DidYaWipe 82 days ago [-]
USED to expect from Microsoft.
Have you even used any of their products lately? Where "lately" = the last 15 years...
koolala 82 days ago [-]
Now I expect out-right malicious corruption.
Smar 81 days ago [-]
That sounds about right.
TiredOfLife 81 days ago [-]
Where "lately" = the last 50 years
hu3 82 days ago [-]
Quick, someone use AI to scan the codebase and explain the decision tree of Copilot Chat with regards how it handle prompts and responses.

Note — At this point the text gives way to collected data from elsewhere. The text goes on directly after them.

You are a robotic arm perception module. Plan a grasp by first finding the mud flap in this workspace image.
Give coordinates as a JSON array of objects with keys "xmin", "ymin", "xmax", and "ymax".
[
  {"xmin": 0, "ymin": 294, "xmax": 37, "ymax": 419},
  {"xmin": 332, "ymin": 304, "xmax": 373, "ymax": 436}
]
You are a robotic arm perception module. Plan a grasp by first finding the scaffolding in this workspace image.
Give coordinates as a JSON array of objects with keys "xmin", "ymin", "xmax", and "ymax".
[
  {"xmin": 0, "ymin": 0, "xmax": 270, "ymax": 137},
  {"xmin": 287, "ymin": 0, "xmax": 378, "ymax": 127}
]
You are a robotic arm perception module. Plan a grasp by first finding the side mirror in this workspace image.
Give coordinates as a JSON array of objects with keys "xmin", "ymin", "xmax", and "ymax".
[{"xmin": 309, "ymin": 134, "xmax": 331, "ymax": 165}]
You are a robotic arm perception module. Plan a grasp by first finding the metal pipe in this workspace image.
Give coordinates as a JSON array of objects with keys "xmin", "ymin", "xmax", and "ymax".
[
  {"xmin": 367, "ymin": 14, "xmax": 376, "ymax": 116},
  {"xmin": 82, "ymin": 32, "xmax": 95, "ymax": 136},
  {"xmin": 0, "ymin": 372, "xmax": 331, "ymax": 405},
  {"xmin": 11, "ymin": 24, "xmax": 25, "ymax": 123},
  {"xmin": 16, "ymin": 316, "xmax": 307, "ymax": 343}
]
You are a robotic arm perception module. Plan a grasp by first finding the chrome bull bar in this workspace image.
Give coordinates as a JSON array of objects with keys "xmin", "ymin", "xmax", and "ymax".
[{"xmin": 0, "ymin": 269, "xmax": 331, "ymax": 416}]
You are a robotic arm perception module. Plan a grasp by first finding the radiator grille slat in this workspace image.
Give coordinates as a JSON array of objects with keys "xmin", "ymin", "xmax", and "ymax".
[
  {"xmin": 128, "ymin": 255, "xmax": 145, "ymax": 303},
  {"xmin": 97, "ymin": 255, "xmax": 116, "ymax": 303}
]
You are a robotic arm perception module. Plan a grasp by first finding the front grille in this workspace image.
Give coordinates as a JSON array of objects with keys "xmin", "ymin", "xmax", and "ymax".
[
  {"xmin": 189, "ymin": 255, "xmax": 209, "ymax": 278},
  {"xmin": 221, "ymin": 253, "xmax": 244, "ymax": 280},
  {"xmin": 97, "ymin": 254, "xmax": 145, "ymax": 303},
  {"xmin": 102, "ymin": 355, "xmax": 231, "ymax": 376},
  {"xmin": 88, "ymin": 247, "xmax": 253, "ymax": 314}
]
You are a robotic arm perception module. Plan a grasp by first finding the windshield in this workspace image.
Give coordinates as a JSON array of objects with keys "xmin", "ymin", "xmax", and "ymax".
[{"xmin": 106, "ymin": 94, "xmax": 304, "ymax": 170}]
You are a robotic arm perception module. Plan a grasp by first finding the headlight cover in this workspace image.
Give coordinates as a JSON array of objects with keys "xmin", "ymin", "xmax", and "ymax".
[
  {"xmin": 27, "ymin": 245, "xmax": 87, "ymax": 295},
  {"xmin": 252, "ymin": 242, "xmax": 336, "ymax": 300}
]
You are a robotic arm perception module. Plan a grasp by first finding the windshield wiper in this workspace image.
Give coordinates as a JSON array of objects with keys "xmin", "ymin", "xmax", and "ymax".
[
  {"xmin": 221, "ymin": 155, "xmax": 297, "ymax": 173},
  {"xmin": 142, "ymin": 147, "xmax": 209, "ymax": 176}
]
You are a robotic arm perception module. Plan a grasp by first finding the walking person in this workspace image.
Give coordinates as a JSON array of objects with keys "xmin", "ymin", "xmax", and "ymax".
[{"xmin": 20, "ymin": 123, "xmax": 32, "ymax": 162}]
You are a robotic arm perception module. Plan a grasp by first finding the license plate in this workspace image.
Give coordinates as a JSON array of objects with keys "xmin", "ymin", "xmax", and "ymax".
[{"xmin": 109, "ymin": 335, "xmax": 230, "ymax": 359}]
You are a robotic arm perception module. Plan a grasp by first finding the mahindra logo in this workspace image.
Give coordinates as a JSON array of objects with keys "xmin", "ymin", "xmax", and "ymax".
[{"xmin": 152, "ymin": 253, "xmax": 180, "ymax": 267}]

dataviz1000 82 days ago [-]
I very much need to know this also. First, tools [0] and prompts [1]. I'll get back to you in a minute while I back trace the calling path. One thing to note is that they use .tsx for rendering the prompts and tool responses.
1. User selects ask or edit and AskAgentIntent.handleRequest or EditAgentIntent.handleRequest is called on character return.
Something I’ve wanted to hack together for a while is a custom react-renderer and react-reconciler for prompt templating so that you can write prompts with JSX.
I haven’t really thought about it beyond “JSX is a templating language and templating helps with prompt building and declarative is better than spaghetti code like LangChain.” But there’s probably some kernel of coolness there.
Care to also check if they do prompt decomposition into multiple prompts?
dataviz1000 82 days ago [-]
You're asking if they break the user prompt into multiple chunks?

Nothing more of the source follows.